Abstract
The improving access to increasing amounts of biomedical data provides completely new chances for advanced patient stratification and disease subtyping strategies. This requires computational tools that produce uniformly robust results across highly heterogeneous molecular data. Unsupervised machine learning methodologies are able to discover de-novo patterns in such data. Biclustering is especially suited by simultaneously identifying sample groups and corresponding feature sets across heterogeneous omics data. The performance of available biclustering algorithms heavily depends on individual parameterization and varies with their application. Here, we developed MoSBi (Molecular Signature identification using Biclustering), an automated multi-algorithm ensemble approach that integrates results utilizing an error model-supported similarity network.

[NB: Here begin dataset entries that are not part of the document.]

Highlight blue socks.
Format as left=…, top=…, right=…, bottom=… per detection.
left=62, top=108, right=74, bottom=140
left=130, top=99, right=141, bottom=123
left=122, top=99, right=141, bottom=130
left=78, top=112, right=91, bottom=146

We evaluated the performance of MoSBi on transcriptomics, proteomics and metabolomics data, as well as synthetic datasets covering various data properties. Profiting from multi-algorithm integration, MoSBi identified robust group and disease specific signatures across all scenarios overcoming single algorithm specificities. Furthermore, we developed a scalable network-based visualization of bicluster communities that support biological hypothesis generation. MoSBi is available as an R package and web-service to make automated biclustering analysis accessible for application in molecular sample stratification.
Competing Interest Statement
The authors have declared no competing interest.